De notre envoyé spécial
Dire que le pouvoir ne fait rien pour secourir les enfants serait inexact. Mais guère éloigné de la réalité. Patron de la Child Health Division, le Dr S.L. Tapa, un des pontes du ministère de la Santé, à Katmandou, d'une voix monocorde et sans conviction, fait l'article du programme IMCA (Integrated Management National Coordination), un programme qu'il dirige : « IMCA constitue une stratégie lancée par l'UNICEF, explique-t-il. Il nous a fallu dix-huit mois pour l'adapter au Népal. Chez nous, 70 % de la mortalité des enfants jusqu'à l'âge de 10 ans est dû aux diarrhées et aux pneumonies. Des pathologies qu'on sait guérir. Mais nos moyens sont très limités. Depuis décembre 1997, nos crédits ne nous permettent d'étendre chaque année le programme qu'à cinq nouveaux districts.
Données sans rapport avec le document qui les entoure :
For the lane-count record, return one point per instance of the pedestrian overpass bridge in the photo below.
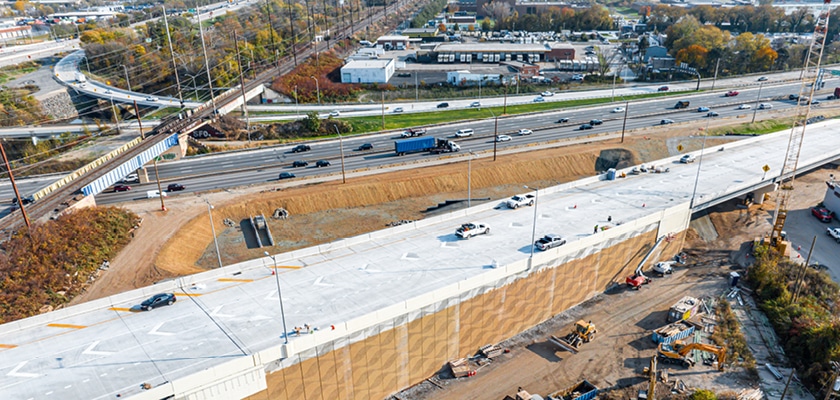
(387, 308)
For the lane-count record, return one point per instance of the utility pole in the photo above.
(14, 186)
(242, 86)
(172, 54)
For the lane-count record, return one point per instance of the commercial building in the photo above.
(368, 71)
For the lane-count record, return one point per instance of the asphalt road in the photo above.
(235, 169)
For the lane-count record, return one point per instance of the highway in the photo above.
(261, 166)
(106, 348)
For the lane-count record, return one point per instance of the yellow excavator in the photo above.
(680, 353)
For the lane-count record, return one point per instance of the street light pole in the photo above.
(280, 296)
(341, 148)
(213, 229)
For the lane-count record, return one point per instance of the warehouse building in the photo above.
(368, 71)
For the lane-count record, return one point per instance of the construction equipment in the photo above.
(808, 84)
(680, 353)
(584, 332)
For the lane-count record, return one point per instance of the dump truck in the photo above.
(583, 390)
(583, 332)
(681, 353)
(414, 145)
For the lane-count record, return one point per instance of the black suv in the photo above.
(157, 301)
(301, 148)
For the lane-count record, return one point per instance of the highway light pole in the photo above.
(341, 148)
(534, 225)
(757, 99)
(213, 229)
(317, 88)
(279, 296)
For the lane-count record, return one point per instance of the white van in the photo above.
(153, 194)
(464, 132)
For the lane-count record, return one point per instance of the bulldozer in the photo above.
(680, 353)
(583, 332)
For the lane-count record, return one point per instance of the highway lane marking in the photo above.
(68, 326)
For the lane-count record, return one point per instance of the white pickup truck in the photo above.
(833, 232)
(471, 229)
(520, 200)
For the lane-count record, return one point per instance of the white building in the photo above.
(368, 71)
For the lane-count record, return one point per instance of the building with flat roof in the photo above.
(368, 71)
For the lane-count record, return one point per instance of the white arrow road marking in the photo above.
(15, 374)
(215, 313)
(154, 331)
(91, 352)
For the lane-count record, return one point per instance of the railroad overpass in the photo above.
(387, 308)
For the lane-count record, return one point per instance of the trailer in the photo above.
(414, 145)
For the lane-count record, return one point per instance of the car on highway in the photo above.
(158, 300)
(822, 214)
(549, 241)
(301, 148)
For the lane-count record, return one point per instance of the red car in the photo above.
(822, 214)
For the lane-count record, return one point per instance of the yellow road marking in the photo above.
(234, 280)
(68, 326)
A ce rythme, la totalité du pays ne pourra pas en bénéficier avant 2012. »
45 000 enfants meurent de diarrhées chaque année
Le gouvernement a dégagé un budget annuel de 100 millions de roupies (environ 10 millions de francs) pour cette « priorité des priorités » en santé publique. L'aide internationale ? 600 000 roupies débloquées par les Etats-Unis et 100 000 dollars versés en deux ans par l'Organisation mondiale de la santé. Rien en provenance de l'Union européenne. C'est dire que le concours de PLAN international, l'une des très rares ONG à l'ouvrage dans le pays, est bien accueilli. « Si nous avions l'argent, nous pourrions faire face à ces maladies infantiles dans tout le pays », estime notre interlocuteur. Au lieu de quoi, uniquement par manque de moyens financiers, on dénombre 45 000 enfants qui meurent chaque année ici rien que des suites d'une diarrhée. Et il est impossible de mesurer précisément l'impact d'IMCA. Comme pour se convaincre lui-même, le Dr Thapa hasarde qu'il aurait « cassé la courbe » en faisant tomber de 3,3 à 1,9 le nombre de diarrhées qui affecte en moyenne chaque année un enfant. Des chiffres parfaitement invérifiables.
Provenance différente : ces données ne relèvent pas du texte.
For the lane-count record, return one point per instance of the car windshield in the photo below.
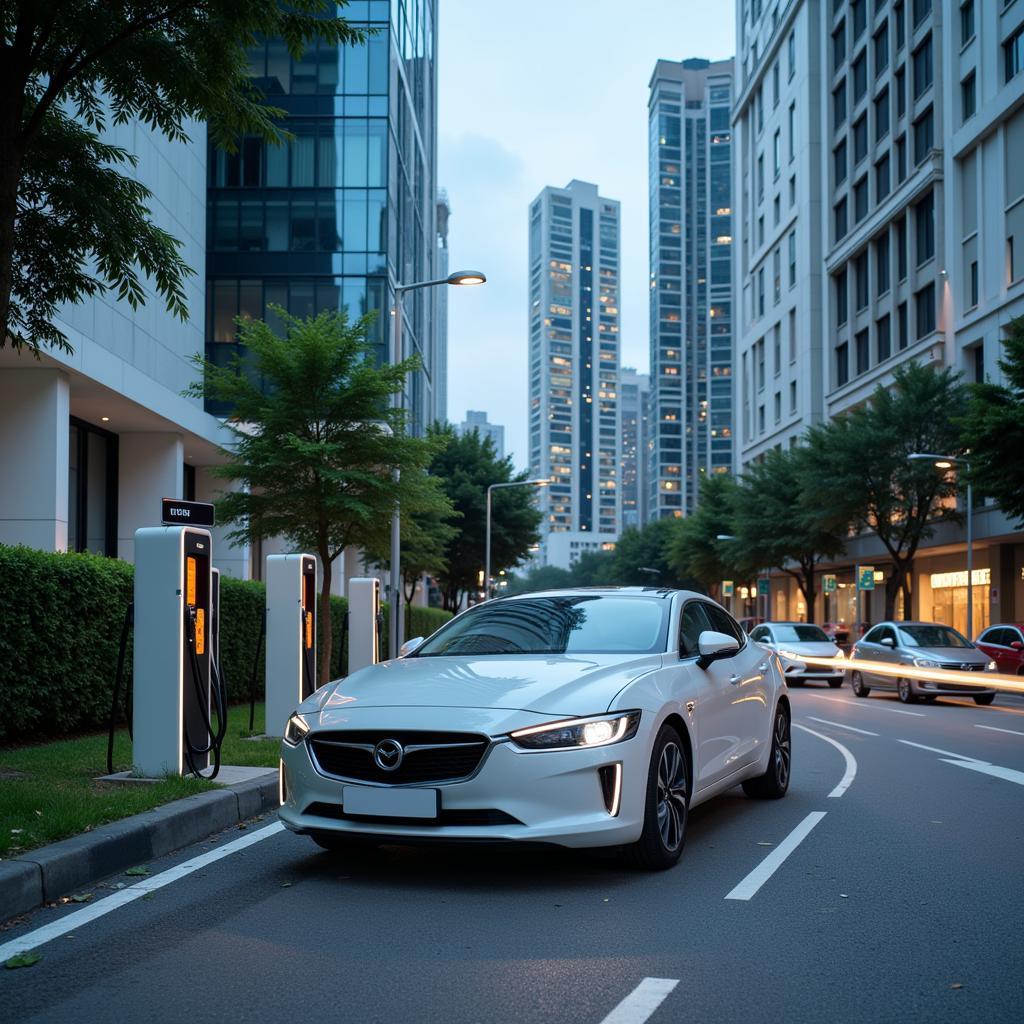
(800, 634)
(589, 624)
(931, 636)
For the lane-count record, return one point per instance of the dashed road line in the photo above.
(642, 1001)
(749, 887)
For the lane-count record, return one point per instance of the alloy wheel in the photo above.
(672, 796)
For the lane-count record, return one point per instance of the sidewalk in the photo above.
(29, 881)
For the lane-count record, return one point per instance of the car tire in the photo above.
(666, 805)
(857, 685)
(904, 690)
(775, 781)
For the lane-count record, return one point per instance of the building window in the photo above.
(925, 310)
(1013, 54)
(923, 73)
(924, 222)
(884, 337)
(969, 98)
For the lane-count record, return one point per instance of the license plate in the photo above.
(390, 803)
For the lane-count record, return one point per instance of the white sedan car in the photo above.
(582, 718)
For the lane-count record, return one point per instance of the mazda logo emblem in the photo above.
(388, 755)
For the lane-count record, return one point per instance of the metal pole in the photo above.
(486, 556)
(970, 561)
(394, 633)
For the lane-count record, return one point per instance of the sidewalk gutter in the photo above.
(61, 868)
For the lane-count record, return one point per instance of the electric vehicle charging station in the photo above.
(291, 636)
(174, 632)
(364, 622)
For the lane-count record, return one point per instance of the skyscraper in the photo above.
(573, 368)
(345, 209)
(690, 193)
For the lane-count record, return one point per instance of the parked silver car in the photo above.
(923, 645)
(807, 639)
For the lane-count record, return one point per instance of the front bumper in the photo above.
(514, 796)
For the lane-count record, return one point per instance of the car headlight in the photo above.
(599, 730)
(296, 730)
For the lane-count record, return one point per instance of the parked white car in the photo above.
(582, 718)
(806, 639)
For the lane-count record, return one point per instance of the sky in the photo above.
(531, 94)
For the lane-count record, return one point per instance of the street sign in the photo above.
(177, 513)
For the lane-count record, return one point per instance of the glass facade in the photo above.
(690, 168)
(346, 208)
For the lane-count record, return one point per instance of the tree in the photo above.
(316, 451)
(993, 428)
(695, 550)
(466, 465)
(779, 522)
(861, 476)
(73, 222)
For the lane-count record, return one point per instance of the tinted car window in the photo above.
(932, 636)
(587, 624)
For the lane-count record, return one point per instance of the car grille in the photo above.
(429, 757)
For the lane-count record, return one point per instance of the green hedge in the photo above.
(60, 621)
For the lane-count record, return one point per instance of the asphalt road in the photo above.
(904, 901)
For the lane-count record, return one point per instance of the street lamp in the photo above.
(947, 462)
(541, 482)
(458, 278)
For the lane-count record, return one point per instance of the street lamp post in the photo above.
(947, 462)
(540, 482)
(459, 278)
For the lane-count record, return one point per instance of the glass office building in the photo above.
(347, 207)
(690, 194)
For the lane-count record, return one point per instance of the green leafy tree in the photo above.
(859, 474)
(779, 522)
(993, 428)
(316, 449)
(73, 221)
(695, 550)
(467, 465)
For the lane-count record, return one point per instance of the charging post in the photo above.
(364, 622)
(291, 636)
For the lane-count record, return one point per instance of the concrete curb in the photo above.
(31, 880)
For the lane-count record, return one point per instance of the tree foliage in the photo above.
(993, 428)
(73, 221)
(467, 464)
(317, 445)
(860, 471)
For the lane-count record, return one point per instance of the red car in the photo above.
(1005, 643)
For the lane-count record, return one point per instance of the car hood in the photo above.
(557, 684)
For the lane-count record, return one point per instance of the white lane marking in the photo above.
(73, 922)
(864, 702)
(774, 860)
(841, 725)
(851, 762)
(642, 1001)
(995, 728)
(963, 761)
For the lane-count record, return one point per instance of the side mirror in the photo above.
(714, 646)
(410, 645)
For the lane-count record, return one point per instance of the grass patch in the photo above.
(49, 792)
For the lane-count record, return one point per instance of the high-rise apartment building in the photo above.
(634, 393)
(573, 368)
(880, 185)
(345, 209)
(691, 314)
Une autre courbe, cependant, continue de plus belle sa progression, celle du taux de croissance démographique. Les programmes de contrôle des naissances n'y peuvent rien : + 2,7 % par an. Jusqu'à 3,4 % dans un district comme celui de Banké, dans la région du Teraï, au sud du pays, à la frontière avec l'Inde. On compte communément cinq enfants par famille. 24 % des femmes sont mariées avant l'âge de 16 ans. 540 sur 100 000 meurent en couches, un record du monde.
Chiffres records aussi pour la mortalité infantile : 72 pour 1 000 au cours de la première année d'existence, 100 pour 1 000 jusqu'à cinq ans !
Ceux qui survivent sont, à 50 %, victimes de malnutrition. Et l'analphabétisme, malgré l'école censée être obligatoire, frappe entre 60 et 70 % de la population.
Proies faciles
Les rescapés de cette périssoire deviennent des proies faciles pour les artisans des provinces et les petits industriels des villes. Selon l'association Child Workers in Nepal Concerned Centre (CWIN), une organisation pionnière qui se bat pour le respect des droits des enfants depuis 1987, 2,6 millions d'enfants âgés de 5 à 18 ans travaillent dans des petites et moyennes industries du pays, comme les fabriques de tapis, ou dans les restaurants. Beaucoup également sont employés comme domestiques (pour ne pas dire esclaves) par la classe dirigeante. Dans les campagnes, de plus en plus d'enfants s'adonnent au « bidi-making » (les bidis sont des cigarettes artisanales très bon marché pour lesquelles les petits doigts exercés des enfants font merveille). Les enfants passent jusqu'à six heures par jour à rouler les tiges grossières. Au détriment, bien sûr, de leur scolarité et de leur santé.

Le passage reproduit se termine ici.